Materi terakhir disampaikan oleh Bapak Abdul Kadir Jailani, S.H., LL.M terkait dengan peran Pemerintah serta Masyarakat dalam Mendukung Kemerdekaan Palestina. Setelah mengucapkan bela sungkawa kepada masyarakat Palestina yang langsung ditujukan kepada Syeikh Fayiz, beliau menyampaikan bahwa Indonesia tidak pernah diam dalam menanggapi kekerasan yang terjadi di Palestina. Apalagi melihat tingkat kekerasan yang sedang berlangsung sekarang, sikap Indonesia tentu jelas berada di sisi kemanusiaan. Hal ini bukan semata-mata berdasarkan bahwa mayoritas bangsa Indonesia beragama Islam. Namun, Ia menekankan bahwa isu ini adalah masalah kemanusiaan. Keadaan ini merupakan bencana kemanusiaan yang secara moral tidak bisa diterima.
Ia menyampaikan pula bahwa Indonesia bersama dengan Organisasi Kerja Sama Islam (OKI) telah mengadakan pertemuan luar biasa untuk menghentikan eskalasi kekerasan dan fokus pada upaya pemulihan kemanusiaan. Serangan ini merupakan pelanggaran terhadap prinsip-prinsip kemanusiaan.
Saat ini, pemerintah Indonesia tengah berkoordinasi dengan Perserikatan Bangsa-Bangsa (PBB) untuk menggerakkan komunitas internasional guna memastikan bantuan kemanusiaan yang diperlukan. Menteri Luar Negeri Indonesia dengan tegas menyampaikan kepada Dewan Keamanan PBB bahwa mereka memiliki tanggung jawab untuk menghentikan konflik ini.

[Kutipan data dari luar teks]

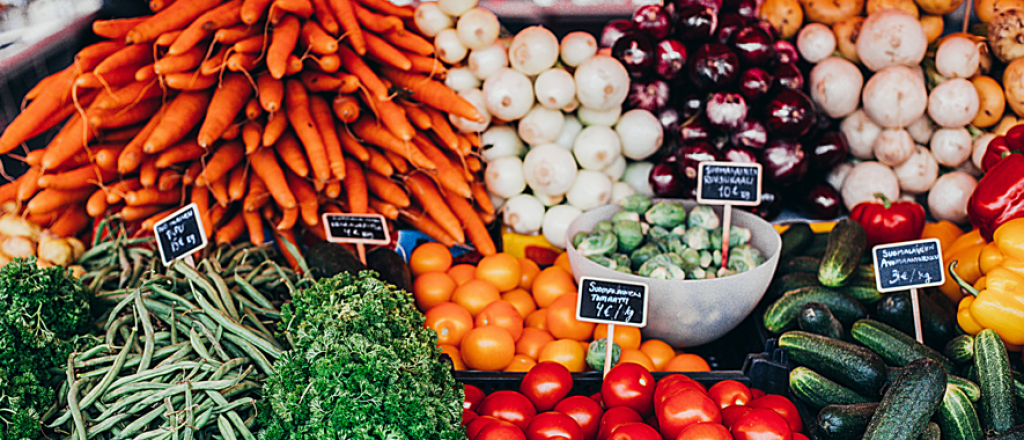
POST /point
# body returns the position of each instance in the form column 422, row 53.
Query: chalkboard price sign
column 180, row 234
column 729, row 183
column 365, row 228
column 611, row 302
column 901, row 266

Beliau menekankan bahwa inilah saatnya untuk mengesampingkan politik dan memusatkan perhatian pada aspek kemanusiaan.
Direktur Jenderal Asia Pasifik dan Afrika di Kemenlu itu dengan tegas menegaskan bahwa Indonesia tidak akan pernah melakukan normalisasi hubungan dengan Israel. “Indonesia sejauh ini telah mempertahankan konsistensinya. Kami tidak dapat melakukan normalisasi hubungan dengan Israel selama kolonisasi di Palestina belum dihentikan.” Indonesia juga aktif dalam upaya mendorong proses perdamaian yang bertujuan dalam mencapai solusi berupa “two-state solution.” Bagi Indonesia, tercapainya solusi dua negara tersebut adalah sesuai dengan standar internasional, yaitu dengan menghormati hak Palestina untuk menentukan nasib sendiri, termasuk pengakuan perbatasan sesuai dengan garis batas tahun 1967. “Saya tahu ini (two-state solution) kontroversial untuk beberapa pihak, tapi this is the fact of life yang harus diterima”, tukasnya.

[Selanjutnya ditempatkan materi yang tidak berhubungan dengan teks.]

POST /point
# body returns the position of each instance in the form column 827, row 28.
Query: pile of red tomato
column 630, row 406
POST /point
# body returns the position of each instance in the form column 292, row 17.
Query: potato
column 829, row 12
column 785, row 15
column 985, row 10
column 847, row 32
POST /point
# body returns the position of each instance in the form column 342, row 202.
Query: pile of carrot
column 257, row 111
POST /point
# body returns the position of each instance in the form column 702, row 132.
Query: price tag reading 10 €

Ia melanjutkan bahwa penting juga untuk menjamin keamanan Palestina apabila negara Palestina dapat diwujudkan, termasuk menghormati hak untuk kembali ke tanahnya (rights of return), dan mengakui Al-Quds (Yerusalem) sebagai ibu kota Palestina. Sekali lagi dalam penutup materinya ia mewakili pemerintah Indonesia menekankan kembali komitmen pemerintah indonesia dalam mendukung perjuangan palestina. Mengutip perkataan Soekarno bahwa selama Palestina belum mencapai kemerdekaannya, Indonesia akan terus menolak penjajahan Israel.